2. The Build Pipeline
2.1 Tools
- fftool — generates per-molecule coordinate files and a raw GROMACS topology from z-matrix + force field files
- Packmol — packs the molecules into the simulation box according to geometric constraints
- GROMACS 2022.2 (cluster) / 2026.2 (local workstation) — the actual MD engine
2.2 Force fields
Two force fields were combined in every system:
- Pd clusters: Heinz 2008 INTERFACE force field (12-6 LJ, parameters fit to bulk Pd properties), with cluster geometries from local DFT optimisation
- OPC water: the 4-site Izadi & Onufriev (2014) water model
- NMP: OPLS-AA, generated directly by fftool from a hand-built z-matrix
2.3 The standard topology corrections
fftool’s raw output needed the same handful of corrections on every single water-containing system, regardless of solute:
comb-rule 3→comb-rule 2in[ defaults ]. fftool defaults to geometric combining (comb-rule 3), but both the INTERFACE Pd parameters and OPC water were fit under Lorentz-Berthelot mixing (comb-rule 2, arithmetic σ, geometric ε). Leaving this at 3 silently produces the wrong Pd–water cross-term interaction.- OPC’s charge moved from the oxygen onto a massless
MWvirtual site. fftool’s raw 3-site water output puts the negative charge on the oxygen atom directly; real OPC requires a 4th massless site offset along the H-O-H bisector. [ settles ]replacing fftool’s harmonic water angle. SETTLE is GROMACS’s analytic, non-iterative rigid-water solver — far more stable than a harmonic angle constraint, and it’s what makes OPC genuinely rigid rather than springy.- Explicit
[ exclusions ]for every atom in the OPC virtual-site group (mandatory for SETTLE, since it creates no[ bonds ]for grompp’s automatic exclusion generation to trace).

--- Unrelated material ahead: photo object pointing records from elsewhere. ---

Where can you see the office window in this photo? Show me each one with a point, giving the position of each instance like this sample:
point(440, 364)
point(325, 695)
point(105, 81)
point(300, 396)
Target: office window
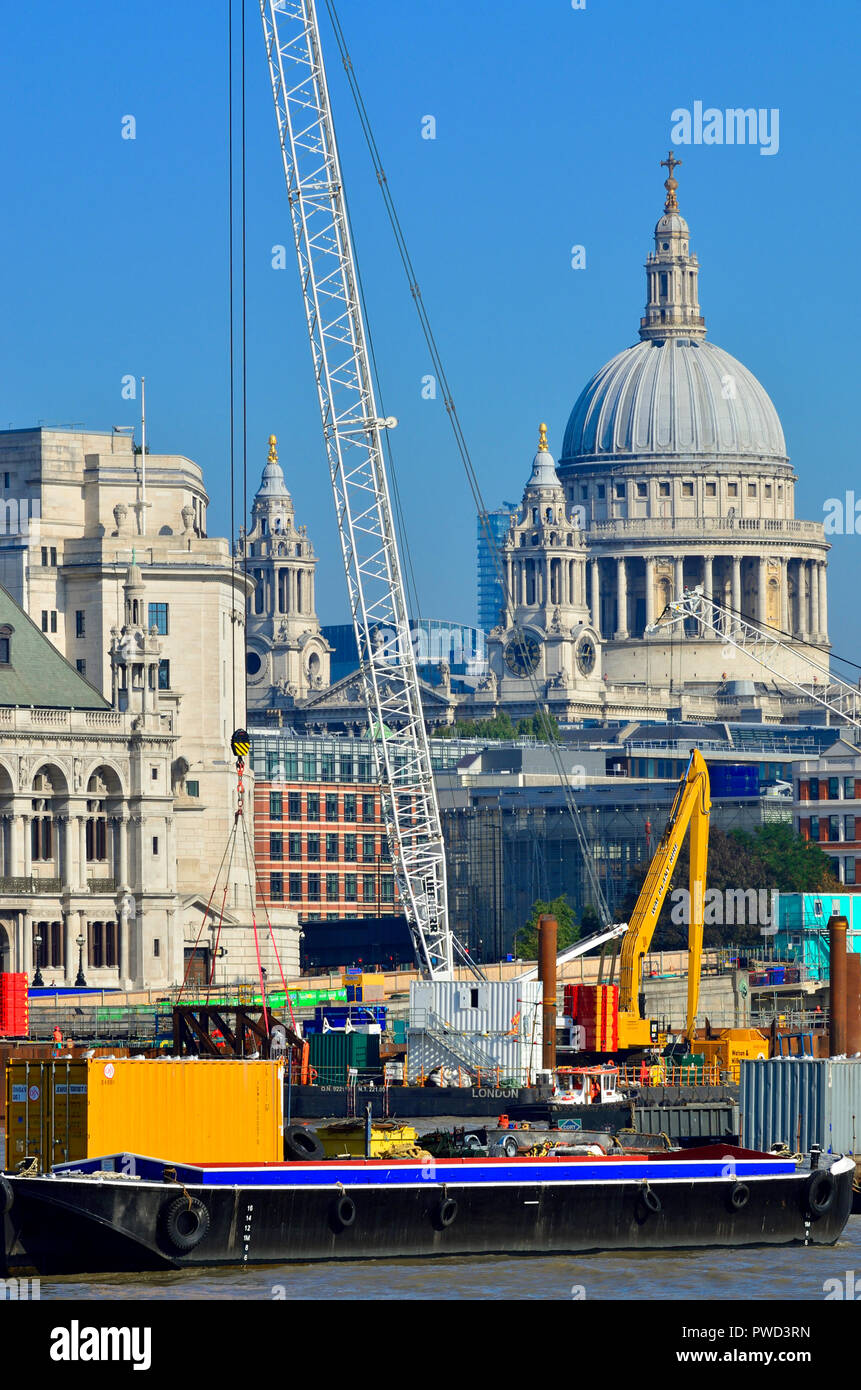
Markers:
point(157, 617)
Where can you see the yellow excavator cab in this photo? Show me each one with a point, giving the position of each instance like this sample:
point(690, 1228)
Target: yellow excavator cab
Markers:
point(690, 808)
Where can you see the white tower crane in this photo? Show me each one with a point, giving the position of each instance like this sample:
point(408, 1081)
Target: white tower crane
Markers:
point(352, 432)
point(764, 645)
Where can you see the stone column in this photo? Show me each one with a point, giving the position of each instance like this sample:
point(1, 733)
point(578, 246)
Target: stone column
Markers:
point(650, 590)
point(736, 584)
point(785, 615)
point(596, 597)
point(621, 599)
point(761, 598)
point(82, 851)
point(822, 601)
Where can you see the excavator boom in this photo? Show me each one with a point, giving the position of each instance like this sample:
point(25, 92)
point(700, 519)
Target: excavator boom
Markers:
point(690, 809)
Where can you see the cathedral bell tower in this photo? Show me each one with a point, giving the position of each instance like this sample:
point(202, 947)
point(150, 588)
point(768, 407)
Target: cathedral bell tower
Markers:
point(287, 656)
point(672, 309)
point(544, 559)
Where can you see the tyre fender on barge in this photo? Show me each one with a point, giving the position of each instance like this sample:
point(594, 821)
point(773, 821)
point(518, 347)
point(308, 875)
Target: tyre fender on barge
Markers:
point(89, 1219)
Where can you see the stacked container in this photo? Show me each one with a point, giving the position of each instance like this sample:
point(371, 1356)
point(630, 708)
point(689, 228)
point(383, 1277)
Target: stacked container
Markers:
point(596, 1009)
point(14, 1007)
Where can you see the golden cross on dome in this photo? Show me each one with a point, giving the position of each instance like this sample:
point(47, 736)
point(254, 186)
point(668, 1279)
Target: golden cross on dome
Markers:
point(671, 184)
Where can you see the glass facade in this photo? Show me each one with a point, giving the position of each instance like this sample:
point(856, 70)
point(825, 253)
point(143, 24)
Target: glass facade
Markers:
point(490, 590)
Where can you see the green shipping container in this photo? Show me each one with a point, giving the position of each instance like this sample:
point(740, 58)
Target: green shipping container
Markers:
point(333, 1054)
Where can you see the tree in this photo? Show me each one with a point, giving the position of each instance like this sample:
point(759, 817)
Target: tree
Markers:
point(526, 937)
point(769, 858)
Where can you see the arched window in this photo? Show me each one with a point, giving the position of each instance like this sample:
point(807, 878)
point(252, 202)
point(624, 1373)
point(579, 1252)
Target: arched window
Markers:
point(96, 820)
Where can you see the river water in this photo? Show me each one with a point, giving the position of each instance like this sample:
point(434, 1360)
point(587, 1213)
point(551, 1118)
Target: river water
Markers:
point(781, 1275)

For NMP-containing systems, the comb-rule correction direction was the same (3 → 2), needed specifically for the Pd–NMP cross term; NMP’s own intramolecular OPLS-AA parameters (bonds, angles, dihedrals, 1-4 pairs) were correct as generated and never needed touching.
2.4 A real, accepted limitation: two missing NMP dihedrals
fftool consistently reported two missing dihedral types for NMP: HC-CT-C-N and HC-CT-C-O — the torsions of the four hydrogens on the ring’s exocyclic CH₂ group, rotating around the C–C(=O) bond. The heavy-atom torsion across that same bond is present and correctly parameterised; only the four hydrogen-specific torsions are absent from the OPLS-AA parameter file used. This is a genuine, minor force-field coverage gap — not a build error — and is worth stating explicitly in any methods section: the rotational barrier across that bond is still captured by the heavy-atom torsion and 1-4 nonbonded terms, just without the small additional contribution from the hydrogen-specific terms.
2.5 Multi-cluster placement geometry
For every “2×” system, the two clusters were placed along the box’s 3D diagonal, symmetric about the box center, separated by exactly 45 Å:
1
2
3
half_offset = 45 / (2 × √3) = 12.9904 Å
Cluster 1: (30 − 12.9904, 30 − 12.9904, 30 − 12.9904)
Cluster 2: (30 + 12.9904, 30 + 12.9904, 30 + 12.9904)
This gives >11 Å of clearance from each cluster’s exclusion sphere to the simulation box’s periodic boundary, comfortably inside the minimum- image convention for a 60 Å box with ~12 Å nonbonded cutoffs.
2.6 Building a genuine water/NMP interface
The interface systems split the box into two slabs along x — water in x ∈ [1.5, 30], NMP in x ∈ [30, 58.5] — with the Pd cluster centered exactly on the slab boundary (x = 30). Molecule counts were derived from each solvent’s real bulk density applied to its own half-volume, minus the volume displaced by the cluster’s exclusion sphere at the interface.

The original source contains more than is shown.